Some people perceive the living trust to be a tool of the rich and only for those who can afford pricey lawyers.  Contrary to this common misperception, most estate planners will use a revocable trust as the centerpiece of an estate plan.  A good estate planner will spend time with his/her client, gathering essential information and analyzing his/her client’s needs.  This process could take several meetings and will likely require the client to do some homework.  Bottom line, a good estate planner will not try to fit everyone in the same size shoe.  Cheap estate plans do, cookie-cutter estate plans, and online software programs will likewise fail to provide the needed wisdom and insight that an experienced estate planner can offer.  A conscientious person will want to wear a “shoe that fits.”   That person should give serious thought to using professional help and a living trust in implementing his/her own successful estate plan. 

 

THOMAS C. MORRISON

J.D. & LL.M. at NYU (in taxation)


[1]  The federal estate and gift tax is imposed on a person’s gifts made during life and at death. In 2023, 17 states, but not Montana, also had separate estate taxes.  In 2023, 6 states, but not, Montana), had inheritance taxes, which taxes the beneficiaries of gifts.

 

[2] Adjusted annually for inflation.  The life-time  basic exclusion had previously been called an estate tax exemption.  There is also an additional annual $18,000 exclusion which allows annual gifts not to exceed $18,000 per donor per beneficiary per year, beginning in 2024.

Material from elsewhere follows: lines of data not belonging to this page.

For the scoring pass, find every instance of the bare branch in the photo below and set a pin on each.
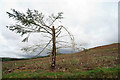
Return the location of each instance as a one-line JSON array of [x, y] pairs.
[[43, 48]]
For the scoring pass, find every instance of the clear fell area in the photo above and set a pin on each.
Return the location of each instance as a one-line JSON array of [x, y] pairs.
[[98, 62]]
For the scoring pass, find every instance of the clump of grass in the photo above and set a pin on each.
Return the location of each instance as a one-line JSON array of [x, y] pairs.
[[103, 73]]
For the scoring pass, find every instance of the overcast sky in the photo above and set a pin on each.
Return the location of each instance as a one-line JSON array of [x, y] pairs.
[[91, 21]]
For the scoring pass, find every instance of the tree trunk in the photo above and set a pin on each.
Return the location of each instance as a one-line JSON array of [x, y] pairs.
[[53, 49]]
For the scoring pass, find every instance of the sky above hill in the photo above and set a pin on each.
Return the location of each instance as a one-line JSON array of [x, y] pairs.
[[94, 22]]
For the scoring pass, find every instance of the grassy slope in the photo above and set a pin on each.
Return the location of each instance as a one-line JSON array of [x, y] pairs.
[[100, 60]]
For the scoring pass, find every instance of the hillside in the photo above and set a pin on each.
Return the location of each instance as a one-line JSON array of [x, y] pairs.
[[102, 60]]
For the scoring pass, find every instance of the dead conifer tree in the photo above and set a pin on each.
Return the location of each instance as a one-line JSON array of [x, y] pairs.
[[35, 22]]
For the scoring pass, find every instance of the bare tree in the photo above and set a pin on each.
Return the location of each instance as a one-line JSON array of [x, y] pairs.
[[35, 22]]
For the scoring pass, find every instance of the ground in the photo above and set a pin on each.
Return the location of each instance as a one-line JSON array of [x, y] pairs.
[[98, 62]]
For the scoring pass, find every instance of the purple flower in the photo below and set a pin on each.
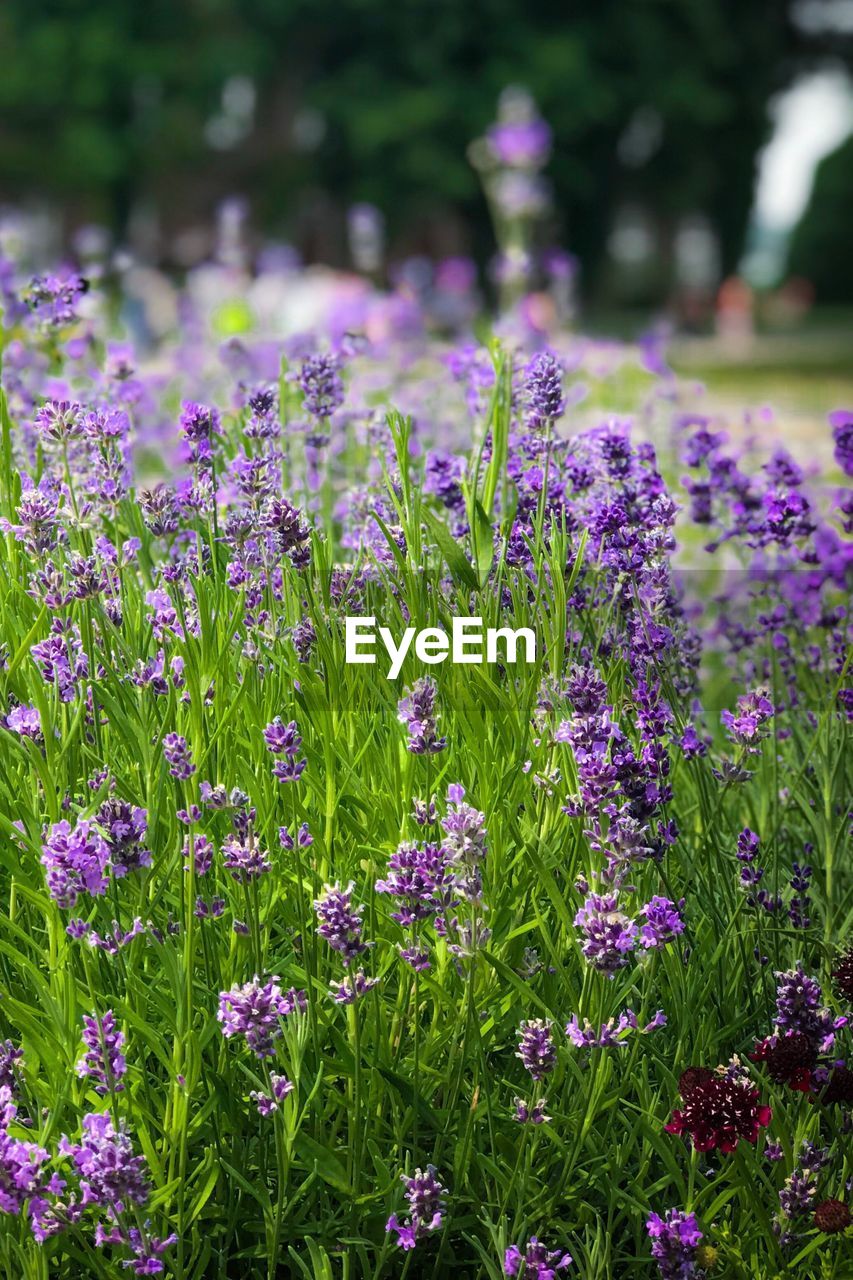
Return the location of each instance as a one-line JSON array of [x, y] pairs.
[[418, 877], [76, 860], [543, 391], [177, 753], [537, 1050], [103, 1060], [662, 922], [54, 298], [530, 1112], [610, 935], [254, 1010], [350, 988], [287, 530], [537, 1262], [465, 835], [614, 1032], [268, 1102], [124, 827], [425, 1198], [284, 740], [674, 1243], [416, 711], [24, 721], [798, 1009], [21, 1162], [749, 726], [245, 862], [322, 385], [340, 924]]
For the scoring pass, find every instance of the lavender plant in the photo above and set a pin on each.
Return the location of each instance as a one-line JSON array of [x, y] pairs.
[[561, 947]]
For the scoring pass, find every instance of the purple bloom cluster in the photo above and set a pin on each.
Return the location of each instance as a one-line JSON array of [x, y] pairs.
[[176, 750], [748, 727], [416, 711], [662, 922], [287, 531], [675, 1238], [124, 827], [798, 1009], [245, 860], [537, 1050], [76, 860], [103, 1060], [534, 1261], [268, 1102], [322, 384], [254, 1011], [284, 740], [340, 923], [425, 1200], [610, 936], [611, 1033], [543, 391]]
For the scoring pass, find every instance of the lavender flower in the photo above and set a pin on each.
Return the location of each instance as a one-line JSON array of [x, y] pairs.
[[322, 385], [536, 1262], [284, 740], [350, 988], [537, 1050], [21, 1162], [340, 924], [416, 711], [103, 1060], [530, 1112], [245, 862], [662, 922], [543, 391], [76, 860], [24, 721], [798, 1009], [254, 1010], [268, 1102], [674, 1244], [610, 935], [465, 835], [124, 827], [748, 727], [425, 1197], [287, 530], [112, 1175], [177, 753]]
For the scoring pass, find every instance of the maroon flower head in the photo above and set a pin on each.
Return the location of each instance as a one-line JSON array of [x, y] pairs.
[[789, 1059], [831, 1216], [719, 1112]]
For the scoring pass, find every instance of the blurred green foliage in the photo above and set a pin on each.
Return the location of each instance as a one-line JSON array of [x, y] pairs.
[[105, 105], [820, 248]]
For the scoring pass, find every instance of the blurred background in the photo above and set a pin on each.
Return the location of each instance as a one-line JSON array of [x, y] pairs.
[[679, 159]]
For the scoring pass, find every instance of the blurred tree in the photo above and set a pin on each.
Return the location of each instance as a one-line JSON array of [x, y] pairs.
[[308, 105], [820, 247]]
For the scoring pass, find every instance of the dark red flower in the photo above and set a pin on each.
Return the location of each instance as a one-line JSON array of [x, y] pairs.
[[719, 1112], [839, 1087], [843, 976], [692, 1077], [831, 1216], [789, 1059]]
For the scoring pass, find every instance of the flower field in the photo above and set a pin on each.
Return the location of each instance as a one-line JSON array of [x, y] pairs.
[[496, 968]]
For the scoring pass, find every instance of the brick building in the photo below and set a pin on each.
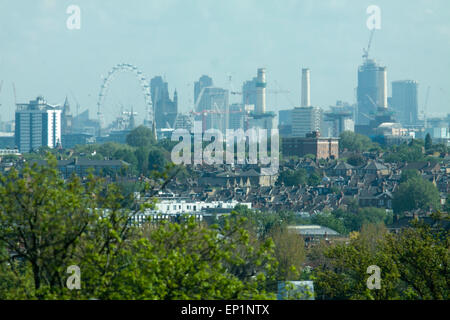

[3] It is possible for an asset to lose value and the date of death basis rule denies the heir a deduction for the loss in value.


[4] These amounts are used for simplicity of illustration and not to suggest that a $30,000 life insurance policy would be adequate to care for such a family.  


[5] A person can make “tax excludable gifts” up to $15,000 per person to an infinite number of persons(called the annual exclusion), which do not need to be reported and do not diminish a person’s $11,700,000 lifetime estate tax exclusion.